House
- First edition
- Author: Frank Peretti and Ted Dekker
- Language: English
- Genre: Horror Thriller
- Publisher: WestBow Press (US)
- Publication date: 2006
- Publication place: United States
- Media type: Print (hardback and paperback)
- Pages: 400
- ISBN: 1-59554-155-1 (hardcover)
- OCLC: 62782137
- Dewey Decimal: 813/.54 22
- LC Class: PS3566.E691317 H68 2006

= House (novel) =

2006 novel by Frank Peretti and Ted Dekker

House is a 2006 horror novel co-authored by Christian writers Frank Peretti and Ted Dekker. It loosely ties in with Dekker's Books of History Chronicles via the Paradise books.

==Plot summary==
A husband and wife are having marital problems and find themselves stranded on the side of the road in the middle of nowhere Alabama. To their relief, they come across what looks like a beautiful Victorian House, and enter. To their horror, they find it is haunted. Jack and Stephanie think that working together is the key to survival outside of the House haunted by the Masked Man named White. They cannot learn to work together until they first self reflect on their inner demons that haunt them in the House. Inside, characters accompany their journey that show and lead them through that self reflection. Through a series of haunting events, Jack learns to let go of his anger, bitterness and unforgiveness towards his wife Stephanie for taking away the one he loved most, and Stephanie learns to forgive herself, let go of regret and rekindle that romance fire with her husband. Jack and Stephanie learn to love each other again, could that love push them to work together and escape the House, and White?

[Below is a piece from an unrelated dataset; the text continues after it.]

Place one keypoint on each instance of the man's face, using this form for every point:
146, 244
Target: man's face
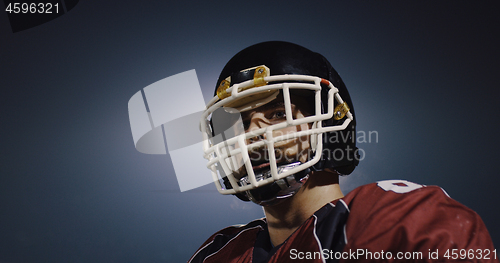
287, 151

==Connection to The Books of History Chronicles==
House takes place in the same universe as The Paradise Novels (Showdown, Saint, and Sinner). In Saint, it is mentioned that Barsidious White was written into existence by Black.

==Film==
A film adaptation of the novel was released November 7, 2008. It was rated R for some violence and terror. It was the third film based on a Frank Peretti novel, and the second based on a Ted Dekker novel.